Larry, I can Machine a Turnbuckle for You, Same Length, HEX in the Center 1" Across the Flats (could go 1-1/8" on the Flats), and instead of turning the Ends Straight, Taper them to a nice seat for the nuts, Stronger!. A Beautiful Piece of Art in Stainless Steel. Just the Body, you'll have to find the nuts yourself, your good on the internet..
How much is it worth for Me to Machine it? I will be into it $40. for the Left and Right 14M 1.5 Taps.

I can Machine it Exactly as the Original, with the Hex in the Center, the hex will be Imperial (Not Metric) and I would go One 'Click' Larger, all around, for More Strength, and it would Look More 'Pronounced'. There would be a delay for Ordering the Hex Stainless Steel. I think I would Make a small Batch of these, for everyone who wants one.
Last edited by marlinjack
Quella's kit always used a spherical rod end for the trunion and then modified the standard shift rod by cutting the splines off the ends and welding them onto a stainless tubing that was polished in the vicinity where it slid in the supporting rod end.

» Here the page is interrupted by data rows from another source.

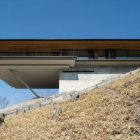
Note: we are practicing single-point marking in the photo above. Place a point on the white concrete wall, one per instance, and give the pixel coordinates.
(69, 81)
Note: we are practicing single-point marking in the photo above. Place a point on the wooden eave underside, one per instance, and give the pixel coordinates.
(31, 45)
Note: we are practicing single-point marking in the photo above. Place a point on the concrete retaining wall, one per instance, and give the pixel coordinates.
(80, 78)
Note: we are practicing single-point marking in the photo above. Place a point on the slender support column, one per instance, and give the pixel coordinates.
(23, 82)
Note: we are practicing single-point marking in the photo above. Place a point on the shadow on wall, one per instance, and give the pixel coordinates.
(91, 73)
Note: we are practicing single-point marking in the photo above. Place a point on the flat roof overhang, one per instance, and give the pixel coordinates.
(34, 45)
(37, 72)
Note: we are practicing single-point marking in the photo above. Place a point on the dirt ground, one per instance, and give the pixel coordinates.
(111, 113)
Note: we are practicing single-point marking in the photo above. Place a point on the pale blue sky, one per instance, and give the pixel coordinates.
(61, 19)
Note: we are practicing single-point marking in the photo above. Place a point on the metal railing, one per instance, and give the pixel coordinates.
(62, 96)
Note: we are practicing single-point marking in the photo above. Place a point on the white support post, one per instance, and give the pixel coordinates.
(23, 82)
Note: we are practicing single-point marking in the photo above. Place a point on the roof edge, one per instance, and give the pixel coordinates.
(69, 39)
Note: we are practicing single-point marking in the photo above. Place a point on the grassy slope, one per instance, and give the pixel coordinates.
(98, 115)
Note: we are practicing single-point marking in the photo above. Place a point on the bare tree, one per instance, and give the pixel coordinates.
(3, 102)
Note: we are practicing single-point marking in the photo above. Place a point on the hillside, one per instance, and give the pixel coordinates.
(111, 113)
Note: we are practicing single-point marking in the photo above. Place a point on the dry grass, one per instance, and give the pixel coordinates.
(96, 116)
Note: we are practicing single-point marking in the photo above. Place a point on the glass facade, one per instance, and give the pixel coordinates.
(81, 54)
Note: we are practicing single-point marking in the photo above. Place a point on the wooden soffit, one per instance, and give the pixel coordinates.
(33, 45)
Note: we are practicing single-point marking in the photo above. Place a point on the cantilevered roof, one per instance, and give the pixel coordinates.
(33, 45)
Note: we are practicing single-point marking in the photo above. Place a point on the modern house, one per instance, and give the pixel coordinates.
(67, 64)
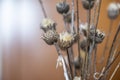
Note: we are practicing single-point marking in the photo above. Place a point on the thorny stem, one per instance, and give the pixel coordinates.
(43, 9)
(117, 67)
(69, 62)
(96, 26)
(106, 43)
(88, 43)
(78, 30)
(106, 69)
(110, 53)
(72, 27)
(59, 54)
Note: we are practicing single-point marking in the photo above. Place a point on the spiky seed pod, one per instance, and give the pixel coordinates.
(50, 37)
(84, 28)
(67, 17)
(113, 11)
(65, 40)
(87, 3)
(77, 63)
(62, 7)
(83, 44)
(48, 24)
(99, 36)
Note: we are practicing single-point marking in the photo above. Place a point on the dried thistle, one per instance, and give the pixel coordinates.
(98, 36)
(50, 37)
(65, 40)
(48, 24)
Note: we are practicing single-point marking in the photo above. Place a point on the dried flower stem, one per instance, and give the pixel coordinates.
(65, 67)
(117, 67)
(88, 44)
(110, 53)
(107, 68)
(43, 9)
(106, 43)
(72, 15)
(78, 31)
(70, 65)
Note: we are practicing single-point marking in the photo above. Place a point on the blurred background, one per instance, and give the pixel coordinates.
(23, 55)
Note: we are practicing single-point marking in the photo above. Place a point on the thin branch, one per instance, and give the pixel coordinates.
(106, 43)
(108, 67)
(69, 62)
(73, 12)
(43, 9)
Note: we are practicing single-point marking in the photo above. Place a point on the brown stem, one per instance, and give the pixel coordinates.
(70, 65)
(43, 9)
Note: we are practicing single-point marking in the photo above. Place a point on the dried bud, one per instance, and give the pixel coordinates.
(88, 4)
(48, 24)
(113, 11)
(65, 40)
(99, 36)
(67, 17)
(62, 7)
(50, 37)
(83, 44)
(84, 28)
(77, 63)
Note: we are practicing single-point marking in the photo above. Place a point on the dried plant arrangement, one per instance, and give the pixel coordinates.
(86, 35)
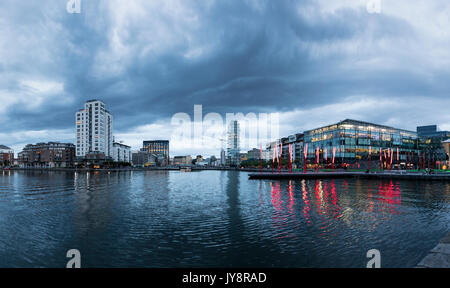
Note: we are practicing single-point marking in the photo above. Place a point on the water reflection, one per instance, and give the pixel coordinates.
(215, 219)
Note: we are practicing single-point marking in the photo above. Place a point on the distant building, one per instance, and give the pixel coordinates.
(94, 129)
(182, 160)
(223, 157)
(160, 148)
(233, 149)
(432, 131)
(254, 154)
(47, 155)
(352, 141)
(121, 152)
(6, 156)
(199, 158)
(243, 157)
(446, 145)
(296, 142)
(141, 158)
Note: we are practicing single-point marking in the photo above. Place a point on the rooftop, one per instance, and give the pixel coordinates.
(361, 123)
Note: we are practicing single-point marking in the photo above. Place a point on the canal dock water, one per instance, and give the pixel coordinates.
(343, 174)
(439, 256)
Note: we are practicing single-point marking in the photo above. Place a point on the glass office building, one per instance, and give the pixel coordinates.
(157, 147)
(351, 140)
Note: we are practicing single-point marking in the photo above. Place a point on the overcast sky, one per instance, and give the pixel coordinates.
(314, 62)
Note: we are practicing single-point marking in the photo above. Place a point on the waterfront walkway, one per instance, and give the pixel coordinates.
(439, 256)
(343, 174)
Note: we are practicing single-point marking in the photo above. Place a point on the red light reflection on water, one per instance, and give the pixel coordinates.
(277, 201)
(389, 197)
(307, 206)
(291, 202)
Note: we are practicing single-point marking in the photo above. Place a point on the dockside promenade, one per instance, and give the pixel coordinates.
(348, 174)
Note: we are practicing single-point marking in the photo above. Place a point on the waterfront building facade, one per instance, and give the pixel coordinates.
(182, 160)
(350, 142)
(141, 158)
(254, 154)
(233, 149)
(6, 156)
(94, 129)
(47, 155)
(160, 148)
(122, 152)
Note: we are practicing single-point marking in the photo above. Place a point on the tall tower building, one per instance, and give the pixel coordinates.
(233, 149)
(94, 129)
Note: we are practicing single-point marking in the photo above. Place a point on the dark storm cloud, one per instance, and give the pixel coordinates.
(247, 56)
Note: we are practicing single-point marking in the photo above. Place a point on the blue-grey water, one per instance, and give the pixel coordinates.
(215, 219)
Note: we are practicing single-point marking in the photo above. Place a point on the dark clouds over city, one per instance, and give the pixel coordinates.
(315, 62)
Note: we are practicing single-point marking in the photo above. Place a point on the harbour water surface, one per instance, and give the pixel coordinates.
(215, 219)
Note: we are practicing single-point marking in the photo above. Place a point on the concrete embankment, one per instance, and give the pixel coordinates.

A little dry lube once or twice per year was all it took to maintain it. If the hole in the rod end was bushed with a thin bronze or oilite bushing you'd never have to touch it and it would give you more freedom in selecting the rod end and tube.

Never had a problem with mine in 15 years and the motion is very precise.

Best,
Kelly
I'm not 100% certain that stainless steel is the best choice for this application. This part absolutely needs to be as tight as possible as even the most minute movement will cause the shifting to be less than smooth. Stainless is soft and if you have ever had a stainless bolt weld itself to a stainless nut from being overtightened, you will wish that you had used a different material. Anti-seize helps greatly but is still not a complete solution.

Ron
quote:
Originally posted by r mccall:
I'm not 100% certain that stainless steel is the best choice for this application. This part absolutely needs to be as tight as possible as even the most minute movement will cause the shifting to be less than smooth. Stainless is soft and if you have ever had a stainless bolt weld itself to a stainless nut from being overtightened, you will wish that you had used a different material. Anti-seize helps greatly but is still not a complete solution.

Ron


I agree with Ron on this. The stainless alloys that are readily available to me, on bolts and nuts, the threads cross thread VERY easily and many you can not disassemble and need to be cut out.

The "generic term" of stainless steel and the term of corrosion resistant high strength material should be substituted.

Find a better material to make them from.